長寿のドラゴンは、あらゆるものに執着がなくなっていくと聞く。

少し物悲しい気もするが、長生きするということはそういうことなのかもしれない。


「どうした?」


物思いにふけるアークを見てか、エキドナが聞く。


「いえ、エキドナさんも若いころは今よりもっと活発だったのかな、と思いまして」

「私の若いころか。ふふっ、そうだな。確かに、今よりもっと活発だった。竜の女王として、一国を収めていたくらいだ」


「初めて聞きましたけど、ゼオルさんの部下になる前って、王さまだったんですか?」

「そうだ。私だけではない。ブラドもそうだ。ゼオルが生まれる前から、我々は自分の国を持っていた」


エキドナは懐かしむように、目を細めた。


「ゼオルが生まれ、ブラドを筆頭にして、魔族――――弱すぎて役に立たない人間以外の生物の統一が行われた。そして、その時地上を支配していた天界の奴らに攻撃を仕掛けたのだ」

「天界人が地上を支配していたって話はあまり詳しく知らないのですが、ゼオルさんが倒したんですか?」


「うむ。我々では魔族全てを統一することができなかった。しかし、あれはあまりにも王であり、力そのものだった。まあ、カーレッジにやられてはしまったがな。あれも時代の生んだ風穴だったのかもしれん」

「風穴……」


カーレッジは異質な力を持って突然現れた。

それと同じように、ゼオルもまた、突然に現れた。


「怖い現象ですね」

「……怖い。

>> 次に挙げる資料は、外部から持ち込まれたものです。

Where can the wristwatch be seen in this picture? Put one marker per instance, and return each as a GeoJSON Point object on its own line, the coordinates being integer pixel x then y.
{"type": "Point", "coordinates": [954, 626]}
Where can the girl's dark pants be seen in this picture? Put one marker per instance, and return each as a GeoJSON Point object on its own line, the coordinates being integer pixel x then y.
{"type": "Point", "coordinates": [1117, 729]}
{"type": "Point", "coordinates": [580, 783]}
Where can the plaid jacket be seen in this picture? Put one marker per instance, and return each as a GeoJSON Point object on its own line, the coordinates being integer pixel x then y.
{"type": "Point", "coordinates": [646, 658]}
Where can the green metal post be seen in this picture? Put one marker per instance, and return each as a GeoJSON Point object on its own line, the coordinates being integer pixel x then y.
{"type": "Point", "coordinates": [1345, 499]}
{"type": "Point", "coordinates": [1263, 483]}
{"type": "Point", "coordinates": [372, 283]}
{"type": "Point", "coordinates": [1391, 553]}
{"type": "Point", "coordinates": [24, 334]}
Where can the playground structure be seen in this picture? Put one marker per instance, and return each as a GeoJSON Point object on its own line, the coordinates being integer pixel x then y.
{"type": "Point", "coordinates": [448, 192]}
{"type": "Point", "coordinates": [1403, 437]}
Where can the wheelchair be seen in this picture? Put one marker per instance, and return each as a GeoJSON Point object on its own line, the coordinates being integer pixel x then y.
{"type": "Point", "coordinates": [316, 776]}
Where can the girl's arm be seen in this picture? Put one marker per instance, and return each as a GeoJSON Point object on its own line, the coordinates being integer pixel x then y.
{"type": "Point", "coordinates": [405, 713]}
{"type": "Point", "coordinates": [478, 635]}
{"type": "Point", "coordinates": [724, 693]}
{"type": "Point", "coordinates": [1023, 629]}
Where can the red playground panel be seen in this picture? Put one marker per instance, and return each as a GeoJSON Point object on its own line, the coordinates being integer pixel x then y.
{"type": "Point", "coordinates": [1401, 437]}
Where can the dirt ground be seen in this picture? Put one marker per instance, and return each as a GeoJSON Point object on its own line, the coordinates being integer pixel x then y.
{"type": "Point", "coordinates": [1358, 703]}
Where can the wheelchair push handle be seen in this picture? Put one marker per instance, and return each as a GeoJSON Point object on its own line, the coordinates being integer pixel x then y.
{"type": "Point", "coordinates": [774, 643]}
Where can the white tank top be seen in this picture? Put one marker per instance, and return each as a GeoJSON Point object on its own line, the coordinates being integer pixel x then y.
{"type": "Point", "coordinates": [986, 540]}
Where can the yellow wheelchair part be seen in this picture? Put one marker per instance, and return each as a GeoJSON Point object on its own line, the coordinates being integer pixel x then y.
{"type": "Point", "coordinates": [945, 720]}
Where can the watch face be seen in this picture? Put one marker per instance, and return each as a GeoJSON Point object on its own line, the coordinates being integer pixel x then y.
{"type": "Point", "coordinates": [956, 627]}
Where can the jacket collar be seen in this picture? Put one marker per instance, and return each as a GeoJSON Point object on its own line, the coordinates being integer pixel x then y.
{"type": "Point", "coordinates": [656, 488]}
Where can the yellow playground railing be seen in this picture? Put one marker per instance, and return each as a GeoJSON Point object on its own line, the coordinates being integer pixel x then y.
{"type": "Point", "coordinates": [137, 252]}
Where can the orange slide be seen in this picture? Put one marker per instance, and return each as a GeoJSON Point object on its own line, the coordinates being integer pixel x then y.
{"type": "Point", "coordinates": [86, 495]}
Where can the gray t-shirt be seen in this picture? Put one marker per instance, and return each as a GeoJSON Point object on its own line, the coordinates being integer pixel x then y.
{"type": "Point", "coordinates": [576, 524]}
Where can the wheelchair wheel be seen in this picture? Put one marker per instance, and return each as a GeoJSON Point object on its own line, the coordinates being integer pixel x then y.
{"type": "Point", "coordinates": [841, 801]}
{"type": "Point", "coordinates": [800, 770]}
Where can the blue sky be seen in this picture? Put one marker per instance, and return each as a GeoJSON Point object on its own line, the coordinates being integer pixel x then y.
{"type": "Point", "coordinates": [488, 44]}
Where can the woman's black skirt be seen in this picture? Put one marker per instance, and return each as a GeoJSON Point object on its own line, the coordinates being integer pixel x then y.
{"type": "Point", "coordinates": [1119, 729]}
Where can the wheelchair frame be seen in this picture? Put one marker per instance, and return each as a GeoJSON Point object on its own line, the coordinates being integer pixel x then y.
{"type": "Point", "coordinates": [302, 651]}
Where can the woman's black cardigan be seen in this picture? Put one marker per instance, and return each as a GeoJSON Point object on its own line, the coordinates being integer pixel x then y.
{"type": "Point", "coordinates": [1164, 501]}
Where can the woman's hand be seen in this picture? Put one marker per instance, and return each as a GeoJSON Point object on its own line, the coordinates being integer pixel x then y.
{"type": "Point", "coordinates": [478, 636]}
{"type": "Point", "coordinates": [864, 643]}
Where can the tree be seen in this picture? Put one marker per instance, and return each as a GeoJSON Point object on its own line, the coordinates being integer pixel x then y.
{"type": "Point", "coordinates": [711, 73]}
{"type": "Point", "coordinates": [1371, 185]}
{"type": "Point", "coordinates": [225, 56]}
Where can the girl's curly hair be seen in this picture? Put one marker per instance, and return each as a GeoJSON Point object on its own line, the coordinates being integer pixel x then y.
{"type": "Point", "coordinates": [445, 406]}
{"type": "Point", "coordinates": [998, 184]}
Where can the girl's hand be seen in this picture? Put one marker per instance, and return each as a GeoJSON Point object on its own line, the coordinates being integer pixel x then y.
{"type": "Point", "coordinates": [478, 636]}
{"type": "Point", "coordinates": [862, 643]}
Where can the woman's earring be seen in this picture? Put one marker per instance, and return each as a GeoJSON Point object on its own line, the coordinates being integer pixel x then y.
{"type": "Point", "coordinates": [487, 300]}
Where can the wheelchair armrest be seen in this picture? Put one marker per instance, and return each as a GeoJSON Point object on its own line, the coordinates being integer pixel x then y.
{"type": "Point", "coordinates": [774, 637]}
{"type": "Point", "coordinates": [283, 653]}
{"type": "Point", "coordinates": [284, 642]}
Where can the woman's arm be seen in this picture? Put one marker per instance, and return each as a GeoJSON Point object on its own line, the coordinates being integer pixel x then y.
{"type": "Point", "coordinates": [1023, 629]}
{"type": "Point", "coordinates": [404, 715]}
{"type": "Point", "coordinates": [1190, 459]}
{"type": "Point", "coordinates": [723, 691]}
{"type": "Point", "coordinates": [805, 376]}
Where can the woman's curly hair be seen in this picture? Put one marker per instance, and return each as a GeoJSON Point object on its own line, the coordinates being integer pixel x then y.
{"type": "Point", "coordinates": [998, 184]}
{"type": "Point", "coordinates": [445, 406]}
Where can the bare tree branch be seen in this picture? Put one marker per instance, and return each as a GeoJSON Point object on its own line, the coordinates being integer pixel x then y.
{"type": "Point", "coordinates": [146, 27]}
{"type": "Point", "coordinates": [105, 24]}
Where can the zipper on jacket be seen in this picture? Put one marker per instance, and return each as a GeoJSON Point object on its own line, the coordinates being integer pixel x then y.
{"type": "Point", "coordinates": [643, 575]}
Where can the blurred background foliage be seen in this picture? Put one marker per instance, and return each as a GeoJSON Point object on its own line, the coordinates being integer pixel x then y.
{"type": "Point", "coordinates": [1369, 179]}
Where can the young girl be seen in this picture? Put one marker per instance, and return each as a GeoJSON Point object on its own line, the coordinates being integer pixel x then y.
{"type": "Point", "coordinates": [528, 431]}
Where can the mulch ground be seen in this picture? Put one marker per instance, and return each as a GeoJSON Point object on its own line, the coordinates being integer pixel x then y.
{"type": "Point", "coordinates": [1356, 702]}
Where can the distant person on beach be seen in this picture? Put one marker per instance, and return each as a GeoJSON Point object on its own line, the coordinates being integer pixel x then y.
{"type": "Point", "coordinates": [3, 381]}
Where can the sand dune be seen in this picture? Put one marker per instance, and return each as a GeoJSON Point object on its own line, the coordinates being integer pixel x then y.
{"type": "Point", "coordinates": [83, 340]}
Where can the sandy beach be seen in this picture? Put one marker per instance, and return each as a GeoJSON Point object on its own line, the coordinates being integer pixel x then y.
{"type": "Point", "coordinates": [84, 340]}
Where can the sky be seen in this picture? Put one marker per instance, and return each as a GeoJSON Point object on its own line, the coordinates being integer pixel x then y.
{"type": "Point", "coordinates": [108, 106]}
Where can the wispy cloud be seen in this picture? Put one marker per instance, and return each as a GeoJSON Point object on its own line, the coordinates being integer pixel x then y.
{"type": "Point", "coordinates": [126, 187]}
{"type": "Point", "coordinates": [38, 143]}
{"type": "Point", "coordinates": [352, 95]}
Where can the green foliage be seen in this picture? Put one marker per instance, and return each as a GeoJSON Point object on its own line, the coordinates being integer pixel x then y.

そうだな。今この地上を支配しているのは人間だ。次に生まれるのは、今この地上を支配していない種族の中だろう。しかし心配はいらない。ドラゴンの言葉では『エン・リ』という。世界が遣わした者。変革。それがふたつも手の内にあるのだ。何が相手であろうと敗北はない」


エキドナの自信は、ゼオルやカーレッジに対する信頼なのだろう。

そう感じたアークは、強く頷いた。


「そうですね。ゼオルさんやカーレッジさんは無敵です。倒せる人なんていないでしょう。いらない心配でした」

「いや、悪いことではない。誰もが負けぬと思っている者が負ける時があるかもしれぬと考えておくことは、大切なことだ」


エキドナの言い分は、まさに、自分のことであったのかもしれない。

一国の主であったエキドナが、どのようにしてゼオルの下につくことになったのかは知らないが、大変な騒動であったに違いない。


「……それにしても、静かな夜空ですね」

「この山頂には鳥や虫がいないからな。聞こえるのはいつも風の音だけだ」


耳をすませると、たしかに、遮る物のない透明な風の音が聞こえる。


「――――む」


ふたりで黙って風を聞いていると、不意に、エキドナが唸り声をあげた。


「何か来るな」


静寂を裂いて、ゴオオ、と空を切る音が聞こえる。

夜空に浮かぶ無限の星空を背に、黒い竜が、一直線にこちらへ向かってきていた。


「ドラゴン!?」

「ふむ。あれは……」


エキドナが視線を向けていると、黒竜は少し離れたところで羽ばたきを緩めた。


「私の息子だ」

「え?」


黒竜は、金色の眼をエキドナに向けている。

その眼は怒りに燃えているように険しかった。


「ル・ドラ・エキドナ!」

「親を呼び捨てにするな」


エキドナは決して声を荒げることなく、そう言った。


「俺はこの数百年でお前を超えるだけの力を身につけた! 竜の国は俺が再建する!」

「ガンドゥ、王位は譲らんよ。竜の国は二度と再建しない。帰りな」


ガンドゥはそう言われたこともお構いなしに、空へ向けて吠えた。


「あの、いったい何が!?」

「あれは私の愚息だ。何もこんな時に来ることはないと思うのだが、タイミングが悪かった。許せ」


「一体、何をしにきたんですか?」

「竜の国に夢を抱いておるのだ。あまりにしつこいから私よりも力をつけたら王位の継承を考えてやるといって大昔に約束をしたのだが、馬鹿正直に習練を重ねていたのだろうな」


夜空はいつの間にやら、雷鳴轟く暗雲が渦巻いていた。

ゴロゴロ、と今にも落ちてきそうな雷の威嚇のような音が、辺りに鳴り響く。


「だ、大丈夫なんですか?」

「なに、この程度のことしかできんのだ。相手にするまでもない」


エキドナは本当に、何とも思っていない様子であった。

脅威であるという認識すらないのか、困ったような声を出しているものの、視線を向けることすらもしない。

空を見て、アークを見たあと、しばらく目を閉じた。


「――――しかし、アークは夜空を見に来ているのだから、奴は邪魔だな。無視しておこうかと思ったが、早めに片づけさせてもらうか」


エキドナはそう言うと、重そうな体を持ち上げ、翼を広げた。


「ガンドゥよ。どう生きようともお前の勝手だが、親に牙を向ける意味、理解していないとは言わせんぞ」

「ふん、老いぼれめ。俺の雷撃を食らうがいい!」


空の一部が白く光ったかと思うと、一瞬のうちに、白い雷がエキドナへ落ちた。


「見たか! これが俺の落雷よ!」


ガンドゥが自慢げに鼻を鳴らすと、エキドナは何事もなかったかのように、空へと羽ばたく。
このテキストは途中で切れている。